Franklin Delano Roosevelt said: “We cannot always build the future for our youth, but we can build our youth for the future”. And for that purpose, we need to establish fertile grounds for young people to thrive, and to encourage them through substantial actions and commitments, and to seed in them a sense of hope to transform their realities and others’ for a better present and a brighter future, partaking a common cause.

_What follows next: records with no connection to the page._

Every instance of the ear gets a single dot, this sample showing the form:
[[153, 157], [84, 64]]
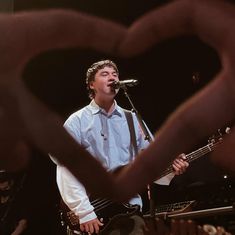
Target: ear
[[91, 85]]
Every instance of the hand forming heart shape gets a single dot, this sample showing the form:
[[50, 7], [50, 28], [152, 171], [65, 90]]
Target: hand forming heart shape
[[25, 120]]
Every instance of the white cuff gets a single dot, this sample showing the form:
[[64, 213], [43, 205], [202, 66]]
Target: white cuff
[[87, 217]]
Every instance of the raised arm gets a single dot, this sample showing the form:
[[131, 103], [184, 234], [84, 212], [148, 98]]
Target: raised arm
[[25, 121], [211, 108]]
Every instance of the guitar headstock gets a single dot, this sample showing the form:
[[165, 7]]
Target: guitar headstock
[[218, 137]]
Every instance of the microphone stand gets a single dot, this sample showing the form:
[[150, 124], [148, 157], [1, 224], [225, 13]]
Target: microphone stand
[[149, 139]]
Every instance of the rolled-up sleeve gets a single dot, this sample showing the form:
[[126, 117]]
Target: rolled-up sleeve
[[74, 195]]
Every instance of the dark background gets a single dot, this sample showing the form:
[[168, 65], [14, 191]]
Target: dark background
[[168, 74]]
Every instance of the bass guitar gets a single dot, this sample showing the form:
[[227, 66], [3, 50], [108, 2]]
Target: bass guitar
[[107, 211]]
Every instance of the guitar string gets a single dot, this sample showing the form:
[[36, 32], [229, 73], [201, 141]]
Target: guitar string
[[193, 156]]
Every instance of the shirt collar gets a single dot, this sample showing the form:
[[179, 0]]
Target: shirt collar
[[96, 109]]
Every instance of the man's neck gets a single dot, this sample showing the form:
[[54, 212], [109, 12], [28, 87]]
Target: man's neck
[[107, 105]]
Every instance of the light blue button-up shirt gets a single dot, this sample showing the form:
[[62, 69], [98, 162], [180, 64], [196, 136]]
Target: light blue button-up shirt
[[107, 138]]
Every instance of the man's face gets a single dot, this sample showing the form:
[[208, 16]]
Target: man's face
[[102, 84]]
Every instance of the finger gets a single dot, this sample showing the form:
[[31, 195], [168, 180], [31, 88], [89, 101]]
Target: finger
[[175, 227], [97, 227], [183, 227], [82, 227], [91, 228]]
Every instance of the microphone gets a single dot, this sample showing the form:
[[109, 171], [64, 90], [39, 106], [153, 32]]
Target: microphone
[[124, 83]]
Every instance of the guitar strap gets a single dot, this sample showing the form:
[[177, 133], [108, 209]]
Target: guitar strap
[[130, 122]]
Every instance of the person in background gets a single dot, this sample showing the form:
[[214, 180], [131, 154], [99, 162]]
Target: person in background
[[103, 129]]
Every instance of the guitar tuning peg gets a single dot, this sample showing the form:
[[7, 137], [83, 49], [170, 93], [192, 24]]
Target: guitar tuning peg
[[227, 130]]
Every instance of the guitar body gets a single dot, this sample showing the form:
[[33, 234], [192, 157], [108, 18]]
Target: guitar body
[[108, 212]]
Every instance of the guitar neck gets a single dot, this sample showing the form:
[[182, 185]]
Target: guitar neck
[[193, 156]]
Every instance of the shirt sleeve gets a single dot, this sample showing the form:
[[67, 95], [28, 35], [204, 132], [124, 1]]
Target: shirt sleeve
[[74, 195]]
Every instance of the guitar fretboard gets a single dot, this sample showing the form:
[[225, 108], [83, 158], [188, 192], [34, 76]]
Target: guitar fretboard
[[193, 156]]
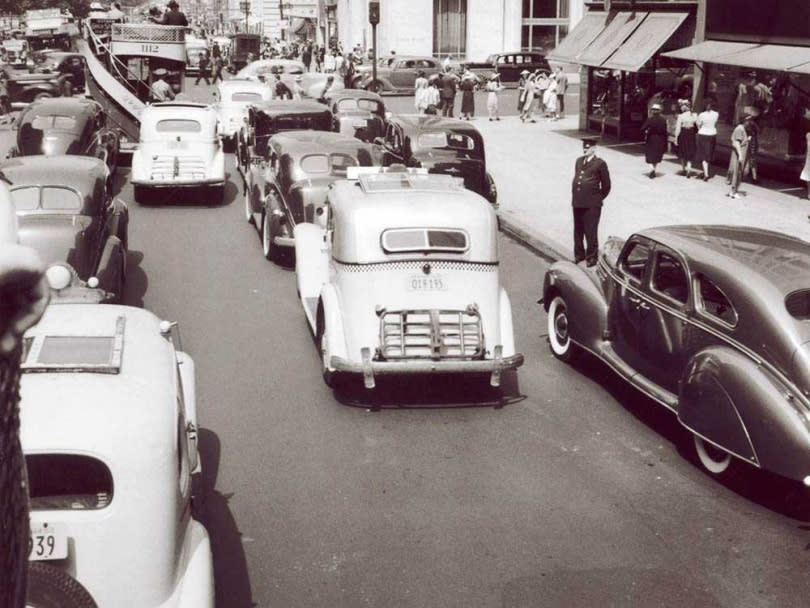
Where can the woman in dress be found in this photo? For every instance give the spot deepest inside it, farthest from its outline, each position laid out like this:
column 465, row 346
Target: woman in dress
column 686, row 136
column 655, row 133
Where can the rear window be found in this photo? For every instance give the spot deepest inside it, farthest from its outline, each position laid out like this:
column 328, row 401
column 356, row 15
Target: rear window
column 798, row 304
column 246, row 97
column 424, row 239
column 178, row 125
column 68, row 482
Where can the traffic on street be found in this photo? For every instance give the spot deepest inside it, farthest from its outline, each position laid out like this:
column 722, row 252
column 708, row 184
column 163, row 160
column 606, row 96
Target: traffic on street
column 300, row 348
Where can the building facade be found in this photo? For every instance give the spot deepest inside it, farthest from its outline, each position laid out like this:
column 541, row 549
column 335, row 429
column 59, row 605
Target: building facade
column 464, row 29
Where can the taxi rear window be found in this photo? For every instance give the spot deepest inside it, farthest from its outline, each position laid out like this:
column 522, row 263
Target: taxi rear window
column 68, row 482
column 398, row 240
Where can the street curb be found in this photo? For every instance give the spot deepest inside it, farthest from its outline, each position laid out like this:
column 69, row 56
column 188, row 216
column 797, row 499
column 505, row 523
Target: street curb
column 523, row 234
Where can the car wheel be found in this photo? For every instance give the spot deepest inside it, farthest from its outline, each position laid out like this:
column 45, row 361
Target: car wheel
column 559, row 338
column 49, row 587
column 716, row 461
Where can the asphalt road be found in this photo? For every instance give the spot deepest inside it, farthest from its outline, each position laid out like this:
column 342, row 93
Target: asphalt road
column 574, row 492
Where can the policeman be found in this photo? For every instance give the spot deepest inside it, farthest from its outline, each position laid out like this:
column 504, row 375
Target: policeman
column 590, row 187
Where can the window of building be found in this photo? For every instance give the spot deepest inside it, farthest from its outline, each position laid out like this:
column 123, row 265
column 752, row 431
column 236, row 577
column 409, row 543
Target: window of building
column 450, row 27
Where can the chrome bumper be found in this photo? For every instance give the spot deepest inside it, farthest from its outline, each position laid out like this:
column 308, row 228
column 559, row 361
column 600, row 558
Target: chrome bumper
column 495, row 366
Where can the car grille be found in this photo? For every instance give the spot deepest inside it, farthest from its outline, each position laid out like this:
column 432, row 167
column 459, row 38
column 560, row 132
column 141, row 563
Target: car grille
column 177, row 168
column 431, row 334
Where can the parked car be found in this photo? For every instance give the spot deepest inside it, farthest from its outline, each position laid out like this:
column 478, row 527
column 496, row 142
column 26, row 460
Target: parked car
column 109, row 433
column 440, row 145
column 235, row 95
column 404, row 279
column 709, row 321
column 265, row 70
column 290, row 185
column 74, row 126
column 357, row 113
column 65, row 211
column 179, row 147
column 273, row 117
column 396, row 77
column 509, row 65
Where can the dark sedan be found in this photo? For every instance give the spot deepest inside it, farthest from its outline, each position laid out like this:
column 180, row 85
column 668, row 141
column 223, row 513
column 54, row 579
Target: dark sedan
column 440, row 145
column 713, row 322
column 73, row 126
column 65, row 211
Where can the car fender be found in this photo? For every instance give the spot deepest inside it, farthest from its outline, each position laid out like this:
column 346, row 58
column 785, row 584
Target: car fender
column 311, row 259
column 333, row 317
column 740, row 405
column 587, row 306
column 507, row 328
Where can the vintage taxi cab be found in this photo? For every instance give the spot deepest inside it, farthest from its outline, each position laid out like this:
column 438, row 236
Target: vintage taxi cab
column 713, row 322
column 265, row 120
column 357, row 113
column 404, row 279
column 440, row 145
column 65, row 211
column 290, row 185
column 234, row 96
column 109, row 433
column 179, row 147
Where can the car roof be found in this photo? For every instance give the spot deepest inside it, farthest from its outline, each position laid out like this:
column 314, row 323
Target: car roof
column 363, row 211
column 119, row 416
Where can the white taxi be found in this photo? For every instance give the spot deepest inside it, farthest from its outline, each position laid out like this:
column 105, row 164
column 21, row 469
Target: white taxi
column 404, row 279
column 109, row 432
column 234, row 97
column 179, row 147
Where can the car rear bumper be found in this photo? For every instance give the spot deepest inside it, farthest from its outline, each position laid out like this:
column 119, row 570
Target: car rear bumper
column 495, row 366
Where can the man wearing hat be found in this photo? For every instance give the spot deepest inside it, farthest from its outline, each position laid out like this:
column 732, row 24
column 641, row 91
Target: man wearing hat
column 161, row 90
column 589, row 189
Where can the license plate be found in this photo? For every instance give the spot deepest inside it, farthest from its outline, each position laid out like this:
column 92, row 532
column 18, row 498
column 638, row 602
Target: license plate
column 48, row 541
column 432, row 283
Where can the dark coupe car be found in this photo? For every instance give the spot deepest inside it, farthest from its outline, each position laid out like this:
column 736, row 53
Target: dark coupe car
column 266, row 119
column 357, row 113
column 65, row 211
column 290, row 185
column 72, row 126
column 440, row 145
column 712, row 322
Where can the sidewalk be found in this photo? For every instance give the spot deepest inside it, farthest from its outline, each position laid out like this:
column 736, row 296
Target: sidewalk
column 533, row 166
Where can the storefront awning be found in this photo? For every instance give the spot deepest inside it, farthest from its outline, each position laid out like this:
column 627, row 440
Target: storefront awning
column 645, row 41
column 578, row 39
column 611, row 38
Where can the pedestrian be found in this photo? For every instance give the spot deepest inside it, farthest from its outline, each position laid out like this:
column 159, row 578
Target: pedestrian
column 160, row 89
column 204, row 67
column 448, row 93
column 655, row 138
column 739, row 152
column 589, row 189
column 494, row 87
column 467, row 87
column 706, row 137
column 686, row 136
column 562, row 88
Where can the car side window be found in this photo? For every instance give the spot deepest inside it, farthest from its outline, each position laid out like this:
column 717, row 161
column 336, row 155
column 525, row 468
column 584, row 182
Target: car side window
column 669, row 278
column 712, row 302
column 634, row 261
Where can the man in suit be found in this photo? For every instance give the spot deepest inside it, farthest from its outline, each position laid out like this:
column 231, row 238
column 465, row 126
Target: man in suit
column 590, row 187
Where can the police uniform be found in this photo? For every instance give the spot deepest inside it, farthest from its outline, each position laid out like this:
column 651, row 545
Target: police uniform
column 590, row 187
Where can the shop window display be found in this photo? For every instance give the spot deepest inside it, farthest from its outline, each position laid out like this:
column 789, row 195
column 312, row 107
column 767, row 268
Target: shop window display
column 779, row 103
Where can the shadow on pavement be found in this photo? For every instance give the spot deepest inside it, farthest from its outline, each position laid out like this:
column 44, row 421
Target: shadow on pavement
column 783, row 496
column 230, row 565
column 434, row 391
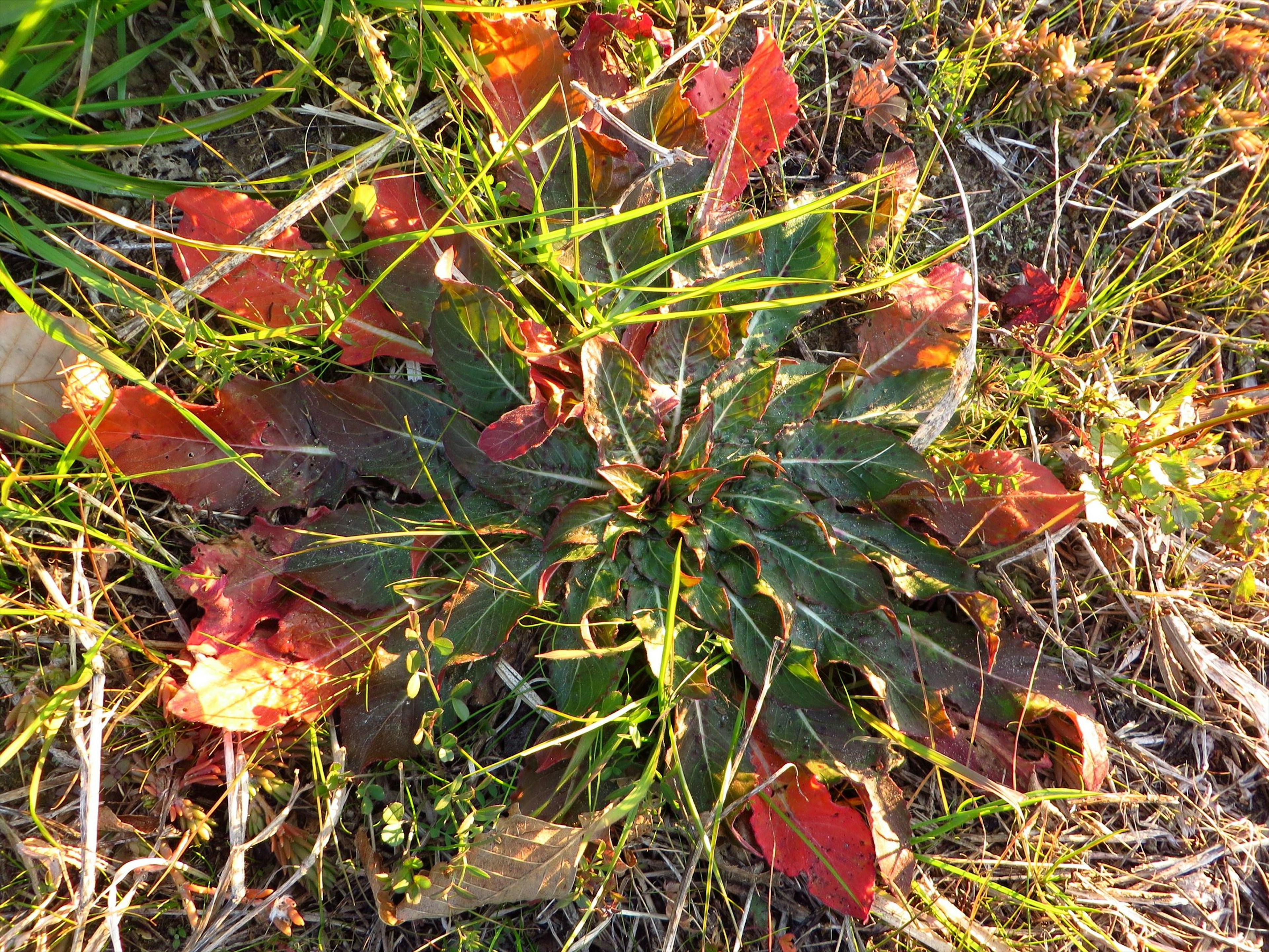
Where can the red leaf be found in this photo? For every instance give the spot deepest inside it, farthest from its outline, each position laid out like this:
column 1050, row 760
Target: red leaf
column 1039, row 301
column 997, row 753
column 991, row 499
column 524, row 64
column 299, row 672
column 596, row 54
column 758, row 102
column 235, row 582
column 146, row 437
column 872, row 92
column 842, row 867
column 268, row 291
column 926, row 325
column 517, row 431
column 556, row 382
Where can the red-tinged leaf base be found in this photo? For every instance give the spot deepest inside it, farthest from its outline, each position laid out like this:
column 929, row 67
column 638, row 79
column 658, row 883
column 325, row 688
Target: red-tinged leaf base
column 990, row 500
column 759, row 103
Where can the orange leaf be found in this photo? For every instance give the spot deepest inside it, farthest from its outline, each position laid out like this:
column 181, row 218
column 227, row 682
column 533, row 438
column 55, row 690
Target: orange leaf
column 270, row 291
column 299, row 672
column 1039, row 301
column 757, row 103
column 872, row 92
column 924, row 326
column 990, row 500
column 526, row 64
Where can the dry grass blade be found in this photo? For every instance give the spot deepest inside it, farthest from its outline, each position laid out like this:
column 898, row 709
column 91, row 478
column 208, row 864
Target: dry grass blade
column 36, row 371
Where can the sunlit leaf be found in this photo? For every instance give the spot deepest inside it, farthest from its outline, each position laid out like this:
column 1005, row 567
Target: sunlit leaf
column 554, row 475
column 802, row 249
column 990, row 499
column 275, row 292
column 924, row 326
column 748, row 112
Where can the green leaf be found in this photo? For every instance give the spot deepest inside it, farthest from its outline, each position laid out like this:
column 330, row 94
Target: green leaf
column 631, row 481
column 654, row 558
column 379, row 723
column 556, row 473
column 853, row 463
column 709, row 603
column 684, row 351
column 766, row 500
column 479, row 349
column 725, row 528
column 844, row 578
column 919, row 566
column 607, row 255
column 664, row 116
column 832, row 742
column 799, row 390
column 739, row 393
column 895, row 400
column 578, row 531
column 871, row 643
column 580, row 685
column 619, row 405
column 360, row 572
column 498, row 591
column 389, row 429
column 758, row 627
column 696, row 442
column 804, row 249
column 646, row 609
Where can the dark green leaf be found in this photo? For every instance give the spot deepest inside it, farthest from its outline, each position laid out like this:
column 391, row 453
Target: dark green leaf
column 608, row 255
column 766, row 500
column 479, row 349
column 709, row 603
column 380, row 722
column 758, row 633
column 556, row 473
column 619, row 405
column 739, row 393
column 898, row 400
column 498, row 591
column 844, row 578
column 832, row 742
column 361, row 573
column 802, row 249
column 388, row 429
column 799, row 388
column 580, row 685
column 696, row 440
column 578, row 531
column 853, row 463
column 725, row 528
column 919, row 566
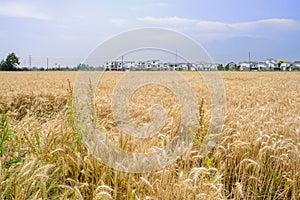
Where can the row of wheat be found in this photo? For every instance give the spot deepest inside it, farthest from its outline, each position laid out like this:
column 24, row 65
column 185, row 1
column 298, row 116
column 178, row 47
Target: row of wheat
column 257, row 155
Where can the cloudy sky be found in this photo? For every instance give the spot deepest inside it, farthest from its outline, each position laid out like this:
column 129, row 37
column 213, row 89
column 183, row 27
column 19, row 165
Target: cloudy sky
column 67, row 31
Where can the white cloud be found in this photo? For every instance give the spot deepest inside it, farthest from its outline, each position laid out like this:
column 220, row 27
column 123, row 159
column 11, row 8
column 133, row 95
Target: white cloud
column 246, row 26
column 119, row 21
column 171, row 21
column 21, row 10
column 147, row 6
column 216, row 30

I am convinced that by empowering youth, we´re truly making an investment in our social well-being and our sustainable and economic development.

About María Juliana Ruiz

María Juliana Ruiz obtained a Law degree from Javeriana University, studied at the Catholic Institute in Paris and later obtained a Master’s degree in Law, with an emphasis on International Business, at the American University. Upon completion of an internship at the Organization of American States (OAS) in Washington D.C., she began what would become an ascending career at OAS over 10 years, culminating at the office of the Secretary-General. Back in Colombia, she served as Secretary-General of the Shaio Clinic, before resigning to assume her duties as First Lady of the Nation.

María Juliana Ruiz has been married to Iván Duque, President of the Republic of Colombia for 18 years. As First Lady of Colombia, she has become a Colombian Ambassador to the United Nation’s Sustainable Development Goal 17: “Partnership for the Goals”.